Primary Office: 460-327
Office Hours: Tues. & Thurs. 9:45-10:45
Office Phone: 723-4609

At Stanford Since: 2012

Email: treharne@stanford.edu

Current Year's Courses:

Literary History I

Text Technologies: A History

Degrees:

PhD, University of Manchester, 1992

MA in Archive Administration, University of Liverpool, 1987

BA with Honors, University of Manchester, 1986

Titles:

Visiting Professor, University of Leicester, UK

Image of Elaine Treharne, Professor

My main research interests are in Early English manuscripts--their materiality, contents and contexts of production and reception. I have published very widely in this area over the last twenty years, focusing most specifically on religious poetry and prose and manuscripts dating from c. 1020 to c. 1220. I was Principal Investigator of the AHRC-funded research project and ebook, 'The Production and Use of English Manuscripts, 1060 to 1220' (http://www.le.ac.uk/ee/em1060to1220/), which ran from 2005 to 2010, and I've recently written Living Through Conquest: The Politics of Early English, 1020 to 1220 (OUP, 2012). I'm also a textual editor, and among my work is Old and Middle English, c. 890-1450: An Anthology, 3rd ed. (Wiley-Blackwell, 2009), a volume that freshly edits and translates many canonical and non-canonical texts; and The Old English Life of St Nicholas (Leeds, 1997). I've written about fifty articles, and edited or co-edited twenty or so books on Old and Middle English, and Medieval Manuscript Studies. The most recent collection I've published is The Oxford Handbook of Medieval Literature in English (OUP, 2010), which I co-edited with Professor Greg Walker. Together with Walker, I'm the General Editor of the OUP series, Oxford Textual Perspectives, which has just published its second volume, Literature and the Great War 1914-18 by Randall Stevenson. I'm also the General Editor of the English Association's long-standing Essays and Studies series.

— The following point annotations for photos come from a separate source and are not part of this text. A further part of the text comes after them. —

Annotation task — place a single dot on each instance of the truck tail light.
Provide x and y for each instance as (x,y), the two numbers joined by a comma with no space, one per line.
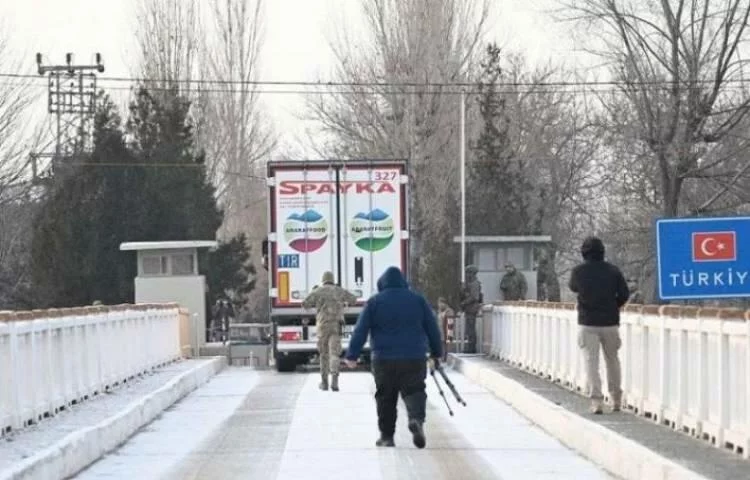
(289,336)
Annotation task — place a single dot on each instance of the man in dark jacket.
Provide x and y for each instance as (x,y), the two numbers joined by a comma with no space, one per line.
(401,324)
(602,291)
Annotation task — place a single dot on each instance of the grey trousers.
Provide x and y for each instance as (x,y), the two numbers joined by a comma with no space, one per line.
(589,340)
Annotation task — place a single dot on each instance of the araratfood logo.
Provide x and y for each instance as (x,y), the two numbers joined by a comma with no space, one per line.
(307,232)
(372,231)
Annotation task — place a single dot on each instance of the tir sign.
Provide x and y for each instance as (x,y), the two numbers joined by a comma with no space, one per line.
(714,247)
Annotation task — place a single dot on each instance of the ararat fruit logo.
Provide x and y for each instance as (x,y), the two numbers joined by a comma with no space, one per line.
(372,231)
(307,232)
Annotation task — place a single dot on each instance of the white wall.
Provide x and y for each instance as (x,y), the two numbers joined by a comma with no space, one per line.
(188,292)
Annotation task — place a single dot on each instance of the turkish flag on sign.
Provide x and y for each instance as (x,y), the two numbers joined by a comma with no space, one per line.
(714,246)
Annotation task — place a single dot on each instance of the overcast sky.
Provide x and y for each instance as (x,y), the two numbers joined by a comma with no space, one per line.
(295,48)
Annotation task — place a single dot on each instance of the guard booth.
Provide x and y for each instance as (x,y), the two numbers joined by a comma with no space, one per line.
(490,254)
(168,272)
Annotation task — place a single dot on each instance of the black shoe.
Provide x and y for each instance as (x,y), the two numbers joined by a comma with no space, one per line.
(415,427)
(385,442)
(335,383)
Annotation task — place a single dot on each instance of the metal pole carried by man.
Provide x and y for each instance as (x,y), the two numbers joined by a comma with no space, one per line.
(401,325)
(330,301)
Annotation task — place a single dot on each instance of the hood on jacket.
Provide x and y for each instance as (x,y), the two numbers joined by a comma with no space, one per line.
(392,278)
(592,249)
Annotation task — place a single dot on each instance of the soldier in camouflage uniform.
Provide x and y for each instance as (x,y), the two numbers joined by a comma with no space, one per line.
(329,300)
(446,319)
(513,285)
(471,303)
(547,285)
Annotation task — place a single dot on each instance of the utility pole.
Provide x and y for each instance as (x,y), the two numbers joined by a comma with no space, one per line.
(71,97)
(463,186)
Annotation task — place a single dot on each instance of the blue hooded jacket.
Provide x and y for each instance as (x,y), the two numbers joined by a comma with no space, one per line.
(399,321)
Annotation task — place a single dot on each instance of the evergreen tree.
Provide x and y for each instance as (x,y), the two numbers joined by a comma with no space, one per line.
(498,188)
(154,189)
(229,271)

My current projects focus on the materiality of the book and the long History of Text Technologies from the earliest times (c. 60,000BCE) to the present day. I research the hapticity and phenomenology of the Medieval book, and will be publishing The Sensual Book, 500-1200 based on this work. This involves analysing the ways in which the Medieval book demands human interaction, functions architextually (building on my theories of architextuality and plenitextuality), and encourages intervention from readers, whose annotations and contributions to the book are often overlooked as scholars tend to privilege the main 'text'. This research also extends, then, to a more modern period of the Medieval, and to the work of artists, including William Morris, Edward Johnston, Eric Gill and David Jones, and I'll be publishing on these figures in Beauty and the Book: Arts and Crafts to Modernism eventually. I am currently working on the Salisbury Manuscripts for the Anglo-Saxon Manuscripts in Microfiche Facsimile series, and I am completing The Very Short Introduction to Medieval Literature (OUP, 2014). I'm also working on a new (short) book focused on Medieval Materiality and Culture, called Invisible Things.

Professionally, I am also a keen advocate and critic of the use of digital technologies in the classroom and in research; the ways in which we display manuscripts and employ palaeographical and codicological tools online are major areas of interest. I'm involved in a number of international projects that seek to investigate and develop new ways of exploring the rich Medieval cultures of the book, including the newly founded International Manuscript Technologies Forum. I am also keen to promote the Medieval in all areas of my work and to any interested audience, and I have been the Ida Beam Distinguished Visiting Professor at the University of Iowa, an American Philosophical Society Franklin Fellow, a Princeton Procter Fellow, and I am a Fellow of the Society of Antiquaries, and of the Royal Historical Society. I am a Trustee of the English Association (and its former Chair and President), a member of the International Society of Anglo-Saxonists (and a former second Vice-President), and a committee member for the Old English Division of the MLA. I am also an enthusiastic journal editor, and I serve as Medieval Editor for Review of English Studies, and for The Year's Work in English Studies, and for the OUP Oxford Bibliographies Online British and Irish Literature initiative.